Fachada das Casas-Lares Francisca de Paula de Jesus (I e II) à Rua. Prof. Milton Lage, 25, Nova Esperança, BH

Fachada das Casas-Lares Francisca de Paula de Jesus (I e II) à Rua. Prof. Milton Lage, 25 “A” e “B”, Nova Esperança, BH

É com grande alegria que informamos que a pintura das fechadas das Casas-Lares Esperança Francisca de Paula de Jesus (I e II) já está em fase adiantada de realização (foto acima).
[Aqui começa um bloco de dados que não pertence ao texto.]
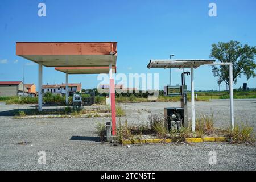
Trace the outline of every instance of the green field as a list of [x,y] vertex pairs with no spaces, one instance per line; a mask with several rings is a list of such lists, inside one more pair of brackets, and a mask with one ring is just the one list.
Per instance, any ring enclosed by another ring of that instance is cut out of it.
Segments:
[[[211,99],[227,99],[229,98],[229,95],[227,92],[195,92],[195,99],[197,101],[209,101]],[[85,95],[84,96],[88,96]],[[256,98],[256,92],[234,92],[234,98]],[[180,96],[159,96],[156,102],[176,102],[180,101]],[[69,104],[72,102],[72,98],[69,97]],[[191,101],[191,94],[188,93],[188,100]],[[117,103],[135,103],[148,102],[147,97],[135,97],[134,95],[130,96],[116,96],[115,100]],[[48,96],[43,97],[43,101],[47,104],[58,104],[60,105],[65,105],[65,97],[59,95]],[[5,102],[7,104],[37,104],[37,97],[19,97],[17,96],[2,96],[0,97],[0,102]],[[106,97],[104,96],[96,96],[95,102],[98,104],[105,104]]]

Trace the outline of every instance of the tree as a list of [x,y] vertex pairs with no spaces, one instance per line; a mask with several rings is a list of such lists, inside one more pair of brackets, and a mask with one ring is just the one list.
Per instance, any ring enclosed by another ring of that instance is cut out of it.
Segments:
[[[254,57],[256,55],[256,47],[250,47],[246,44],[243,46],[238,41],[231,40],[226,43],[219,42],[218,44],[212,45],[210,58],[214,58],[220,62],[233,63],[233,81],[237,82],[242,74],[246,76],[248,80],[255,77],[256,64]],[[225,82],[229,85],[229,74],[228,65],[213,66],[213,75],[218,77],[218,84]]]

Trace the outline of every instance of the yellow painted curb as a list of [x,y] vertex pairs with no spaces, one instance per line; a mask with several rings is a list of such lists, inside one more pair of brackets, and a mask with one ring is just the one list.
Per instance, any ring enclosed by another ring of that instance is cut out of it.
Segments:
[[[186,142],[191,143],[198,143],[204,142],[226,142],[228,138],[226,137],[204,137],[204,138],[187,138],[185,139]],[[141,143],[159,143],[161,142],[171,143],[172,139],[170,138],[167,139],[147,139],[143,140],[125,140],[122,141],[122,144],[141,144]]]
[[226,137],[215,137],[215,142],[226,142],[227,140]]
[[187,142],[203,142],[204,140],[201,138],[186,138],[185,141]]
[[145,143],[154,143],[154,139],[147,139],[145,140]]
[[215,142],[215,137],[204,137],[204,142]]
Dentro em breve as teremos mais bonitas e harmoniosas para a comunidade dos trinta jovens lá acolhidos: são quinze crianças de 7 anos a 12 anos e quinze adolescentes 13 anos a 17 anos.

Os “Lares Esperança”, como carinhosamente são chamados, mantidos pela Casa de Caridade Herdeiros de Jesus (Rua Sete Lagoas, 274, Bairro Bonfim), estão localizados à Rua Prof. Milton Lage, 25 “A” e “B”, Bairro Nova Esperança, aqui em BH.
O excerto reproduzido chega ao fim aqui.